A LM317 in current limiting mode is my go to solution for this and easily junk-boxable. I would never use a resistor for a high power LED unless I heavily derate it. Assuming you don't mind the inefficiency. Just a lm317 and a 1.2 ohm resistor will do for a one amp current limited supply.
Use your lab power supply in constant current mode set to one amp to test what voltage it is roughly going to use for that too see what size heat sink you will need for the LM317. (Vin - Voltage shown on power supply)*1Amp gives the watts that the LM317 will dissipate, which won't be that much heat sinking needed relative to what your LED will need anyway.
Thanks, so hooking up my 12v to LM317/1.2ohm and straight to my LED will be all?
And I kind-of blew my only bench power supply 4 months ago, it was a nice astron 15 amp 34 volt analog one, but I blew it trying to charge a 150F supercap and scrapped it for parts.
Yes, hook it up in the 'current limiting' configuration as shown in the data sheet. You can use a multimeter to measure how it is working. just measure the voltage across the led while it is lit to see what voltage it is getting or the voltage accross the resistor as in, hook your voltmeter leads to each side of the resistor withe the led on and current = voltage shown/reistor value. I recommend using the voltage method rather than directly using the amps feature of your multimeter because it won't blow your meter (well, just its fuse if it's a well designed meter) if you accidentally wire it up incorrectly.
If you happen to be reading laser/led forums and see people complain that the lm317 configuration "wastes power" because it has a resistor in it, ignore that. it's complete rubbish and somehow gets repeated a lot and people end up with convoluted and worse supplies that waste the same power and wonder why their expensive laser LEDs burn out. A current limiting linear supply will pass as much power as is needed to get the desired current, if some is dissipated in the resistor it just means the regulator will dissipate exactly that much less to make up the difference. If anything you improve things by split the heating between a resistor and a lm317. for you, 1 amps through 1.2 ohms = 1.2 volts, power = volts * amps so your resistor will dissipate 1.2 watts. If you don't have a power resistor, you can just use multiple resistors in parallel, as in, 3 3.6 ohm 1/2 watt resistors in parallel or 5 1/4 watt 6 ohm ones. That is very conservative, when splitting resistors you can actually dissipate a lot more power than simply summing the wattages because the resistors are separate from each other and have more surface area for air to flow between them. If they are not getting too hot to touch, you are okay.

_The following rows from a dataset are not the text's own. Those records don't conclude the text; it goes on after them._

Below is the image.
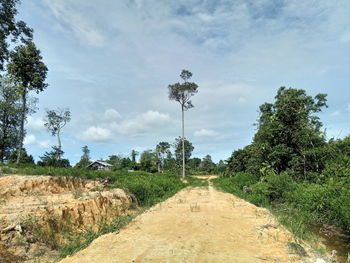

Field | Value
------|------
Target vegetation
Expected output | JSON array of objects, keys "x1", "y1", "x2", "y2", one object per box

[
  {"x1": 44, "y1": 108, "x2": 71, "y2": 156},
  {"x1": 168, "y1": 69, "x2": 198, "y2": 178},
  {"x1": 214, "y1": 87, "x2": 350, "y2": 240},
  {"x1": 7, "y1": 41, "x2": 48, "y2": 163},
  {"x1": 0, "y1": 0, "x2": 47, "y2": 163}
]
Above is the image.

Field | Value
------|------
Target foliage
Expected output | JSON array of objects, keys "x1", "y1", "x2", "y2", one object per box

[
  {"x1": 156, "y1": 142, "x2": 170, "y2": 173},
  {"x1": 229, "y1": 87, "x2": 327, "y2": 181},
  {"x1": 140, "y1": 150, "x2": 157, "y2": 173},
  {"x1": 38, "y1": 146, "x2": 70, "y2": 168},
  {"x1": 200, "y1": 154, "x2": 216, "y2": 173},
  {"x1": 0, "y1": 77, "x2": 21, "y2": 163},
  {"x1": 44, "y1": 108, "x2": 71, "y2": 153},
  {"x1": 8, "y1": 148, "x2": 35, "y2": 165},
  {"x1": 174, "y1": 137, "x2": 194, "y2": 163},
  {"x1": 168, "y1": 69, "x2": 198, "y2": 111},
  {"x1": 0, "y1": 0, "x2": 33, "y2": 71},
  {"x1": 75, "y1": 145, "x2": 90, "y2": 168},
  {"x1": 219, "y1": 87, "x2": 350, "y2": 240},
  {"x1": 7, "y1": 41, "x2": 48, "y2": 163},
  {"x1": 168, "y1": 69, "x2": 198, "y2": 178}
]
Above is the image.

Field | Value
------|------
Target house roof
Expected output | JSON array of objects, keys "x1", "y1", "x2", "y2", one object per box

[{"x1": 87, "y1": 161, "x2": 113, "y2": 167}]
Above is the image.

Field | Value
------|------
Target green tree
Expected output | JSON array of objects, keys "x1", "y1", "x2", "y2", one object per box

[
  {"x1": 156, "y1": 142, "x2": 170, "y2": 173},
  {"x1": 0, "y1": 0, "x2": 33, "y2": 71},
  {"x1": 44, "y1": 108, "x2": 71, "y2": 156},
  {"x1": 187, "y1": 157, "x2": 202, "y2": 170},
  {"x1": 140, "y1": 150, "x2": 157, "y2": 173},
  {"x1": 229, "y1": 87, "x2": 327, "y2": 180},
  {"x1": 8, "y1": 148, "x2": 35, "y2": 165},
  {"x1": 7, "y1": 41, "x2": 48, "y2": 163},
  {"x1": 168, "y1": 70, "x2": 198, "y2": 179},
  {"x1": 200, "y1": 154, "x2": 216, "y2": 173},
  {"x1": 75, "y1": 145, "x2": 90, "y2": 168},
  {"x1": 38, "y1": 146, "x2": 70, "y2": 168},
  {"x1": 0, "y1": 77, "x2": 20, "y2": 163},
  {"x1": 131, "y1": 150, "x2": 139, "y2": 163},
  {"x1": 174, "y1": 137, "x2": 194, "y2": 166}
]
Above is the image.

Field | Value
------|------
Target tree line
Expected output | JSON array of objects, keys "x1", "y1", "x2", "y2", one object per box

[
  {"x1": 224, "y1": 87, "x2": 350, "y2": 235},
  {"x1": 75, "y1": 137, "x2": 226, "y2": 174}
]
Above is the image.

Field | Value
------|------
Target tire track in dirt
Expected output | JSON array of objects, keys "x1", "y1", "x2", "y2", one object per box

[{"x1": 61, "y1": 178, "x2": 328, "y2": 263}]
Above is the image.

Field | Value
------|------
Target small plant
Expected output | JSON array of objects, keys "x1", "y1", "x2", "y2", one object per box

[
  {"x1": 72, "y1": 189, "x2": 84, "y2": 199},
  {"x1": 190, "y1": 203, "x2": 201, "y2": 212}
]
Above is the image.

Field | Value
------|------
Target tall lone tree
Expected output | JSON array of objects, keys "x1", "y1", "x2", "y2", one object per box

[
  {"x1": 44, "y1": 108, "x2": 71, "y2": 157},
  {"x1": 0, "y1": 77, "x2": 20, "y2": 163},
  {"x1": 168, "y1": 69, "x2": 198, "y2": 179},
  {"x1": 7, "y1": 41, "x2": 48, "y2": 163}
]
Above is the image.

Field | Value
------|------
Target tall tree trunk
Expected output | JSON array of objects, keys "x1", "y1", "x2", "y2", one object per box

[
  {"x1": 57, "y1": 130, "x2": 62, "y2": 160},
  {"x1": 181, "y1": 105, "x2": 186, "y2": 179},
  {"x1": 16, "y1": 88, "x2": 27, "y2": 163}
]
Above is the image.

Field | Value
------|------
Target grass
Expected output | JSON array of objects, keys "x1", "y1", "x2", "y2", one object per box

[
  {"x1": 1, "y1": 166, "x2": 208, "y2": 258},
  {"x1": 213, "y1": 176, "x2": 317, "y2": 242},
  {"x1": 59, "y1": 213, "x2": 138, "y2": 258}
]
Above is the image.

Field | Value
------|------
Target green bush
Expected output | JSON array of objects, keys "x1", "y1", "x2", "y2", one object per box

[{"x1": 265, "y1": 172, "x2": 296, "y2": 202}]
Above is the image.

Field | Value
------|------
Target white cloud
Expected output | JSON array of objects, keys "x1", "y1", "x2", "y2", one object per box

[
  {"x1": 82, "y1": 109, "x2": 171, "y2": 142},
  {"x1": 141, "y1": 110, "x2": 170, "y2": 124},
  {"x1": 38, "y1": 140, "x2": 51, "y2": 149},
  {"x1": 103, "y1": 109, "x2": 122, "y2": 120},
  {"x1": 238, "y1": 97, "x2": 247, "y2": 103},
  {"x1": 82, "y1": 126, "x2": 113, "y2": 142},
  {"x1": 23, "y1": 134, "x2": 36, "y2": 145},
  {"x1": 331, "y1": 110, "x2": 341, "y2": 116},
  {"x1": 44, "y1": 0, "x2": 105, "y2": 47},
  {"x1": 194, "y1": 129, "x2": 218, "y2": 137},
  {"x1": 26, "y1": 116, "x2": 45, "y2": 132}
]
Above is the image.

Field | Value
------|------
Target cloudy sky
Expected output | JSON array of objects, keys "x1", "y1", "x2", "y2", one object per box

[{"x1": 19, "y1": 0, "x2": 350, "y2": 164}]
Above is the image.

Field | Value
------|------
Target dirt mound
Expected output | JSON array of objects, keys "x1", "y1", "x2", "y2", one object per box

[
  {"x1": 0, "y1": 176, "x2": 132, "y2": 262},
  {"x1": 61, "y1": 186, "x2": 334, "y2": 263}
]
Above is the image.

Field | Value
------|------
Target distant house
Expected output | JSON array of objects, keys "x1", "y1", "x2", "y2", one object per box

[{"x1": 87, "y1": 161, "x2": 113, "y2": 171}]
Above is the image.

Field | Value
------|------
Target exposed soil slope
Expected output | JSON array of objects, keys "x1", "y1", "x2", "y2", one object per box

[
  {"x1": 61, "y1": 179, "x2": 325, "y2": 263},
  {"x1": 0, "y1": 175, "x2": 131, "y2": 262}
]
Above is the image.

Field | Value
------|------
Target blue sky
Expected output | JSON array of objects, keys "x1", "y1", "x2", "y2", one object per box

[{"x1": 19, "y1": 0, "x2": 350, "y2": 164}]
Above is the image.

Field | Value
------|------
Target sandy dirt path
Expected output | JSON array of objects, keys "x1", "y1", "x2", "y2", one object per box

[{"x1": 61, "y1": 180, "x2": 320, "y2": 263}]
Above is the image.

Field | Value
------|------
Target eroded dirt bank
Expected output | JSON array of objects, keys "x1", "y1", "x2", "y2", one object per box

[
  {"x1": 0, "y1": 175, "x2": 132, "y2": 263},
  {"x1": 61, "y1": 183, "x2": 327, "y2": 263}
]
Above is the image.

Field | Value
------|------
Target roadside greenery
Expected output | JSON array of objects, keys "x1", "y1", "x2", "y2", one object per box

[{"x1": 214, "y1": 87, "x2": 350, "y2": 241}]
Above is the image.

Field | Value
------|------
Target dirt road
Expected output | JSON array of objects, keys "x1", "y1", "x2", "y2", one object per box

[{"x1": 61, "y1": 180, "x2": 325, "y2": 263}]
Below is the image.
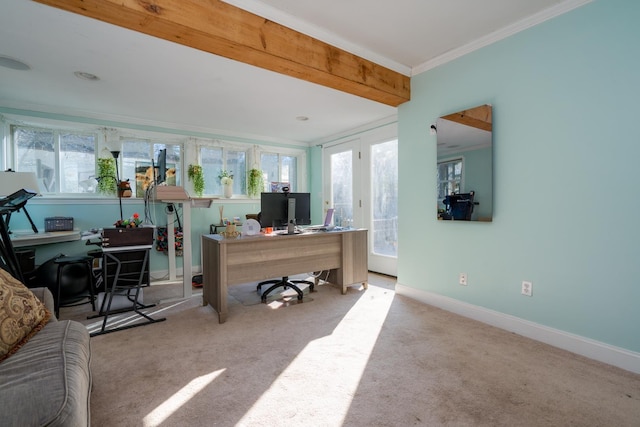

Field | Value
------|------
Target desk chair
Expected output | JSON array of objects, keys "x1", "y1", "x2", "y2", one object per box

[
  {"x1": 47, "y1": 255, "x2": 96, "y2": 317},
  {"x1": 441, "y1": 191, "x2": 479, "y2": 221},
  {"x1": 256, "y1": 276, "x2": 315, "y2": 303}
]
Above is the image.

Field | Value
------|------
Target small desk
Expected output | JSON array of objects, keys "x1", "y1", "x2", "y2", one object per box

[
  {"x1": 202, "y1": 229, "x2": 368, "y2": 323},
  {"x1": 10, "y1": 230, "x2": 80, "y2": 248}
]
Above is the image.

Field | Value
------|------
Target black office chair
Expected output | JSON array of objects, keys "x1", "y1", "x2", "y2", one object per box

[
  {"x1": 256, "y1": 276, "x2": 315, "y2": 303},
  {"x1": 36, "y1": 254, "x2": 96, "y2": 317},
  {"x1": 440, "y1": 191, "x2": 480, "y2": 221}
]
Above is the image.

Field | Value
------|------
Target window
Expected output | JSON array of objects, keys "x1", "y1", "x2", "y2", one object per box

[
  {"x1": 438, "y1": 159, "x2": 462, "y2": 207},
  {"x1": 260, "y1": 153, "x2": 298, "y2": 192},
  {"x1": 118, "y1": 139, "x2": 182, "y2": 197},
  {"x1": 11, "y1": 126, "x2": 96, "y2": 193},
  {"x1": 200, "y1": 146, "x2": 247, "y2": 195}
]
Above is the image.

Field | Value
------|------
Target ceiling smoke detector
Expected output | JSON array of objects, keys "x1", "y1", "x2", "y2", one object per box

[
  {"x1": 0, "y1": 55, "x2": 31, "y2": 71},
  {"x1": 73, "y1": 71, "x2": 100, "y2": 82}
]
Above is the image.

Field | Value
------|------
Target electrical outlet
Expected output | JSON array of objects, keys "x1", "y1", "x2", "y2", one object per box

[
  {"x1": 522, "y1": 281, "x2": 533, "y2": 297},
  {"x1": 458, "y1": 273, "x2": 467, "y2": 286}
]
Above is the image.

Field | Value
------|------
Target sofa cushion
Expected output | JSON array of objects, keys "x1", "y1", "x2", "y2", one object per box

[
  {"x1": 0, "y1": 268, "x2": 51, "y2": 362},
  {"x1": 0, "y1": 320, "x2": 91, "y2": 427}
]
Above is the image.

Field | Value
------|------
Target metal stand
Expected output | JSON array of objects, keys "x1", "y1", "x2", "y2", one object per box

[{"x1": 91, "y1": 245, "x2": 166, "y2": 337}]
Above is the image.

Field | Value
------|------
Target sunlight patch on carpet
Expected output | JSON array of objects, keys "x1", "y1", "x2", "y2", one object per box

[
  {"x1": 238, "y1": 286, "x2": 394, "y2": 425},
  {"x1": 143, "y1": 369, "x2": 226, "y2": 427}
]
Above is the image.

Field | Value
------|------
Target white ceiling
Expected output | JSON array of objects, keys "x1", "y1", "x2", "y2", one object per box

[{"x1": 0, "y1": 0, "x2": 590, "y2": 143}]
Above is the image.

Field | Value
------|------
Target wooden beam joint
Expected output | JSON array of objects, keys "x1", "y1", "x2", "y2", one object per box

[{"x1": 34, "y1": 0, "x2": 411, "y2": 107}]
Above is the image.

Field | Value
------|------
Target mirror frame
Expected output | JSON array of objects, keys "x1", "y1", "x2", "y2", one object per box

[{"x1": 438, "y1": 104, "x2": 493, "y2": 222}]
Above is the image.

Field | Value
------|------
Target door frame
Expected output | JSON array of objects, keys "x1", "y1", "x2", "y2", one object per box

[{"x1": 322, "y1": 121, "x2": 398, "y2": 276}]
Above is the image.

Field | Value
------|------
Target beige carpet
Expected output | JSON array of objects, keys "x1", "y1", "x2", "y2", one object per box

[{"x1": 61, "y1": 274, "x2": 640, "y2": 427}]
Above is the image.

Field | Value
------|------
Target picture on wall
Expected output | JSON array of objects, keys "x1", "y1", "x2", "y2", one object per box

[{"x1": 136, "y1": 162, "x2": 176, "y2": 198}]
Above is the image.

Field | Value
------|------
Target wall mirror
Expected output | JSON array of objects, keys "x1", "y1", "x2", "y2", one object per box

[{"x1": 431, "y1": 105, "x2": 493, "y2": 221}]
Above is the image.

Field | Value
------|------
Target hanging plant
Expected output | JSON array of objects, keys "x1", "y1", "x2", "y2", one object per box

[
  {"x1": 97, "y1": 157, "x2": 116, "y2": 196},
  {"x1": 187, "y1": 165, "x2": 204, "y2": 197},
  {"x1": 247, "y1": 168, "x2": 264, "y2": 197}
]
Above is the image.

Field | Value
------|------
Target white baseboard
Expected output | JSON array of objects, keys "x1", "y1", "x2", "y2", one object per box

[{"x1": 396, "y1": 283, "x2": 640, "y2": 374}]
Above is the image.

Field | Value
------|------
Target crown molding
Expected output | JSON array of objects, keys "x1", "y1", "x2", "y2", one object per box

[{"x1": 411, "y1": 0, "x2": 593, "y2": 76}]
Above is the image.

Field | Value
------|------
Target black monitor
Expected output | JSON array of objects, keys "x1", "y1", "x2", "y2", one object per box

[
  {"x1": 0, "y1": 188, "x2": 38, "y2": 213},
  {"x1": 260, "y1": 193, "x2": 311, "y2": 228}
]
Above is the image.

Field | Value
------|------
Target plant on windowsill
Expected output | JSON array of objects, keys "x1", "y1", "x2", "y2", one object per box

[
  {"x1": 187, "y1": 165, "x2": 204, "y2": 197},
  {"x1": 247, "y1": 168, "x2": 264, "y2": 197},
  {"x1": 97, "y1": 157, "x2": 117, "y2": 196},
  {"x1": 218, "y1": 169, "x2": 233, "y2": 199}
]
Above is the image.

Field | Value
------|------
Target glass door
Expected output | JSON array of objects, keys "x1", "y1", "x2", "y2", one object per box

[
  {"x1": 364, "y1": 139, "x2": 398, "y2": 276},
  {"x1": 324, "y1": 132, "x2": 398, "y2": 276},
  {"x1": 324, "y1": 142, "x2": 363, "y2": 227}
]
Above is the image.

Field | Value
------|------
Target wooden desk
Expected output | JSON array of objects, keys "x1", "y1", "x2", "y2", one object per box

[
  {"x1": 10, "y1": 230, "x2": 80, "y2": 248},
  {"x1": 202, "y1": 230, "x2": 368, "y2": 323}
]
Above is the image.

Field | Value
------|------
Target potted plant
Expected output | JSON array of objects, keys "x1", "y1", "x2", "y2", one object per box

[
  {"x1": 187, "y1": 165, "x2": 204, "y2": 197},
  {"x1": 218, "y1": 169, "x2": 233, "y2": 199},
  {"x1": 247, "y1": 168, "x2": 264, "y2": 197},
  {"x1": 97, "y1": 157, "x2": 117, "y2": 196}
]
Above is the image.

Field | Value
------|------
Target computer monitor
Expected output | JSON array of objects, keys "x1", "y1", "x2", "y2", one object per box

[{"x1": 260, "y1": 193, "x2": 311, "y2": 228}]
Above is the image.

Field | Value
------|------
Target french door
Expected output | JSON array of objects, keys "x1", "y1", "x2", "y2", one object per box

[{"x1": 323, "y1": 135, "x2": 398, "y2": 276}]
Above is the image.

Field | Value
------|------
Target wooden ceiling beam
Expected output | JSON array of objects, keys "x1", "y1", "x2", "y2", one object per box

[
  {"x1": 442, "y1": 105, "x2": 493, "y2": 132},
  {"x1": 34, "y1": 0, "x2": 411, "y2": 107}
]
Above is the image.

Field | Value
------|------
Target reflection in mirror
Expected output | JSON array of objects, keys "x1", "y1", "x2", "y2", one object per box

[{"x1": 432, "y1": 105, "x2": 493, "y2": 221}]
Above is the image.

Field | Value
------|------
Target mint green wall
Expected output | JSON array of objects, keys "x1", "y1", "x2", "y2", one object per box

[{"x1": 398, "y1": 0, "x2": 640, "y2": 352}]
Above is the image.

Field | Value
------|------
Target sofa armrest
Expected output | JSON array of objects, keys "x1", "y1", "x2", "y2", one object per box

[{"x1": 31, "y1": 287, "x2": 58, "y2": 320}]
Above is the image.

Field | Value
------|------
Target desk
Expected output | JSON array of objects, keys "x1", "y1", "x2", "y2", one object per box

[
  {"x1": 10, "y1": 230, "x2": 80, "y2": 248},
  {"x1": 202, "y1": 230, "x2": 368, "y2": 323}
]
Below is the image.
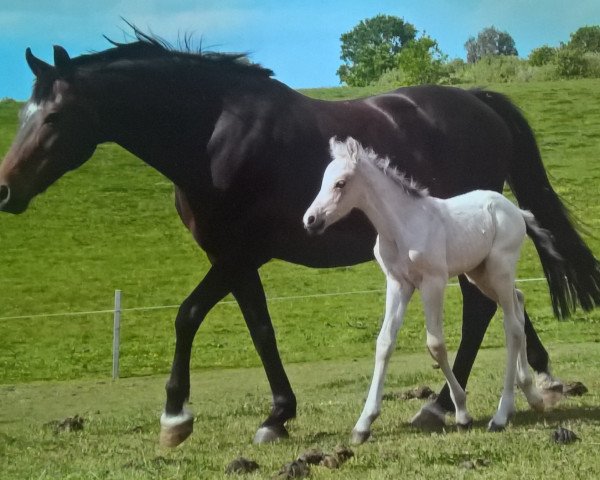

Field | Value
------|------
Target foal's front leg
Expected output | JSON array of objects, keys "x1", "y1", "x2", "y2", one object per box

[
  {"x1": 420, "y1": 276, "x2": 473, "y2": 429},
  {"x1": 351, "y1": 275, "x2": 414, "y2": 445}
]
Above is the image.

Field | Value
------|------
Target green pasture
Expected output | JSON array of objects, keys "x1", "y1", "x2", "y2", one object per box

[
  {"x1": 0, "y1": 80, "x2": 600, "y2": 479},
  {"x1": 0, "y1": 343, "x2": 600, "y2": 480}
]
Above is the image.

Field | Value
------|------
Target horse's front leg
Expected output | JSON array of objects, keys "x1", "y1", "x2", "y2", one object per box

[
  {"x1": 232, "y1": 269, "x2": 296, "y2": 443},
  {"x1": 351, "y1": 275, "x2": 414, "y2": 445},
  {"x1": 160, "y1": 266, "x2": 229, "y2": 447}
]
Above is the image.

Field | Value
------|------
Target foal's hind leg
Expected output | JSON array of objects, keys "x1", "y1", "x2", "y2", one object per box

[
  {"x1": 421, "y1": 277, "x2": 473, "y2": 429},
  {"x1": 351, "y1": 275, "x2": 414, "y2": 445},
  {"x1": 514, "y1": 288, "x2": 544, "y2": 411}
]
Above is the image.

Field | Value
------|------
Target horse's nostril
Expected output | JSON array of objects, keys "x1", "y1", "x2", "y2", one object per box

[{"x1": 0, "y1": 185, "x2": 10, "y2": 203}]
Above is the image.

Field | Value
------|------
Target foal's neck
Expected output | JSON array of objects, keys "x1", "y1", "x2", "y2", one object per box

[{"x1": 358, "y1": 165, "x2": 431, "y2": 243}]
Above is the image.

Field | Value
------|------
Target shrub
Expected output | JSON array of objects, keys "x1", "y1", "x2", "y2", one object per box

[
  {"x1": 556, "y1": 47, "x2": 587, "y2": 78},
  {"x1": 528, "y1": 45, "x2": 556, "y2": 67}
]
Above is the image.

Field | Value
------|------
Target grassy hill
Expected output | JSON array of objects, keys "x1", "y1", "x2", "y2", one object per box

[{"x1": 0, "y1": 80, "x2": 600, "y2": 384}]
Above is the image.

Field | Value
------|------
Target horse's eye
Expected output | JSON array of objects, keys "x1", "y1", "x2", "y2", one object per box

[{"x1": 44, "y1": 112, "x2": 60, "y2": 123}]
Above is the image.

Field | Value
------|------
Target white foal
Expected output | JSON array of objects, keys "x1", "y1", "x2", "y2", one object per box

[{"x1": 303, "y1": 137, "x2": 558, "y2": 443}]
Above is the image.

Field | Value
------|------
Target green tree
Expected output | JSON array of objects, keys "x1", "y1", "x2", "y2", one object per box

[
  {"x1": 465, "y1": 26, "x2": 518, "y2": 63},
  {"x1": 337, "y1": 15, "x2": 417, "y2": 86},
  {"x1": 568, "y1": 25, "x2": 600, "y2": 53},
  {"x1": 528, "y1": 45, "x2": 556, "y2": 67},
  {"x1": 398, "y1": 35, "x2": 447, "y2": 85}
]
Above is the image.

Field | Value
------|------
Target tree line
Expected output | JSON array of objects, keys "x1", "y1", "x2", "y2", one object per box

[{"x1": 337, "y1": 15, "x2": 600, "y2": 86}]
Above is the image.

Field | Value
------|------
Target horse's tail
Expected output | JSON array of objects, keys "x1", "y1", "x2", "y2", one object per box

[{"x1": 472, "y1": 90, "x2": 600, "y2": 318}]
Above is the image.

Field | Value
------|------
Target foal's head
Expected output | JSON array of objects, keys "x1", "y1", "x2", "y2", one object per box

[{"x1": 303, "y1": 137, "x2": 367, "y2": 233}]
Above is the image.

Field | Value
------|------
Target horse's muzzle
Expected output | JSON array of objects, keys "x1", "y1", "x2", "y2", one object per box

[
  {"x1": 0, "y1": 184, "x2": 28, "y2": 213},
  {"x1": 304, "y1": 215, "x2": 325, "y2": 235}
]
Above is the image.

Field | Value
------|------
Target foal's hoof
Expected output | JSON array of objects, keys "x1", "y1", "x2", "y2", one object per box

[
  {"x1": 410, "y1": 402, "x2": 446, "y2": 431},
  {"x1": 529, "y1": 398, "x2": 546, "y2": 412},
  {"x1": 456, "y1": 418, "x2": 473, "y2": 432},
  {"x1": 159, "y1": 410, "x2": 194, "y2": 448},
  {"x1": 535, "y1": 372, "x2": 565, "y2": 408},
  {"x1": 541, "y1": 384, "x2": 565, "y2": 410},
  {"x1": 253, "y1": 425, "x2": 290, "y2": 443},
  {"x1": 488, "y1": 420, "x2": 506, "y2": 432},
  {"x1": 350, "y1": 430, "x2": 371, "y2": 445}
]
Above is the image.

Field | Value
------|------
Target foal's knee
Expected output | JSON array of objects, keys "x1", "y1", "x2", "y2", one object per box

[
  {"x1": 375, "y1": 335, "x2": 394, "y2": 362},
  {"x1": 427, "y1": 335, "x2": 446, "y2": 362}
]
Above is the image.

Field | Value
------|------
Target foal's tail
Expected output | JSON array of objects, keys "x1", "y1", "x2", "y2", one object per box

[{"x1": 472, "y1": 90, "x2": 600, "y2": 318}]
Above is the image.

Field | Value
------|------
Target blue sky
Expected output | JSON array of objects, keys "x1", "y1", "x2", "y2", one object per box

[{"x1": 0, "y1": 0, "x2": 600, "y2": 100}]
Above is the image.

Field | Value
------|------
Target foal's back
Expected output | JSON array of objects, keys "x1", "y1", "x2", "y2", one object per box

[{"x1": 435, "y1": 190, "x2": 526, "y2": 277}]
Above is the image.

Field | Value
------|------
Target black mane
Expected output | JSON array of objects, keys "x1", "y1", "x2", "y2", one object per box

[
  {"x1": 33, "y1": 26, "x2": 273, "y2": 101},
  {"x1": 72, "y1": 26, "x2": 273, "y2": 77}
]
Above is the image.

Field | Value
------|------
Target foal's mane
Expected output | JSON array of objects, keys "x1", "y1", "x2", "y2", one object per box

[{"x1": 362, "y1": 142, "x2": 429, "y2": 198}]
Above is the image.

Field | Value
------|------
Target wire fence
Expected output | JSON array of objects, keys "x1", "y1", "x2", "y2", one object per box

[{"x1": 0, "y1": 277, "x2": 546, "y2": 321}]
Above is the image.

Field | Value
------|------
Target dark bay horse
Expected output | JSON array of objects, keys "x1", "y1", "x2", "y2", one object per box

[{"x1": 0, "y1": 30, "x2": 600, "y2": 445}]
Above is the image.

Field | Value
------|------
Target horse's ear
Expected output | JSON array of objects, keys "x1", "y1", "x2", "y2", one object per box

[
  {"x1": 54, "y1": 45, "x2": 71, "y2": 70},
  {"x1": 25, "y1": 47, "x2": 52, "y2": 77}
]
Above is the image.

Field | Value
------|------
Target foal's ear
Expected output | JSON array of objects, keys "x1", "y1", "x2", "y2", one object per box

[
  {"x1": 25, "y1": 47, "x2": 52, "y2": 77},
  {"x1": 346, "y1": 137, "x2": 361, "y2": 163},
  {"x1": 54, "y1": 45, "x2": 71, "y2": 70}
]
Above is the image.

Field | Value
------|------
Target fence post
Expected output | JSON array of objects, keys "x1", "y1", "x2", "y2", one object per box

[{"x1": 113, "y1": 290, "x2": 121, "y2": 380}]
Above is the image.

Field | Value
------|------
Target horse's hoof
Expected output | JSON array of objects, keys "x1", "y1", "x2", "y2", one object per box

[
  {"x1": 456, "y1": 418, "x2": 473, "y2": 432},
  {"x1": 159, "y1": 409, "x2": 194, "y2": 448},
  {"x1": 253, "y1": 425, "x2": 290, "y2": 443},
  {"x1": 488, "y1": 420, "x2": 506, "y2": 432},
  {"x1": 350, "y1": 430, "x2": 371, "y2": 445},
  {"x1": 410, "y1": 403, "x2": 446, "y2": 431}
]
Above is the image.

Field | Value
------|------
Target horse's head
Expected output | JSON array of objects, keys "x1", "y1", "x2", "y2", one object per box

[
  {"x1": 0, "y1": 46, "x2": 98, "y2": 213},
  {"x1": 303, "y1": 137, "x2": 364, "y2": 234}
]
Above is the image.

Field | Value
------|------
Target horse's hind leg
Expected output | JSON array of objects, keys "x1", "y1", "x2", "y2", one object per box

[
  {"x1": 421, "y1": 277, "x2": 473, "y2": 429},
  {"x1": 160, "y1": 266, "x2": 229, "y2": 447},
  {"x1": 351, "y1": 276, "x2": 414, "y2": 445},
  {"x1": 232, "y1": 269, "x2": 296, "y2": 443}
]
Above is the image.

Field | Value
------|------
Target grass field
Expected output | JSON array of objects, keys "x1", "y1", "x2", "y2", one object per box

I am surprised you were able to blow your bench power supply, good ones are designed to be bulletproof. Actually it looks like the astron are not lab grade power supplies, but meant to power RF and audio equipment so a different beast that won't have the protections of a lab supply and shouldn't be used for experimenting.
You can probably use its case/meters/transformer to make a traditional kit lab supply with your extra LM317s.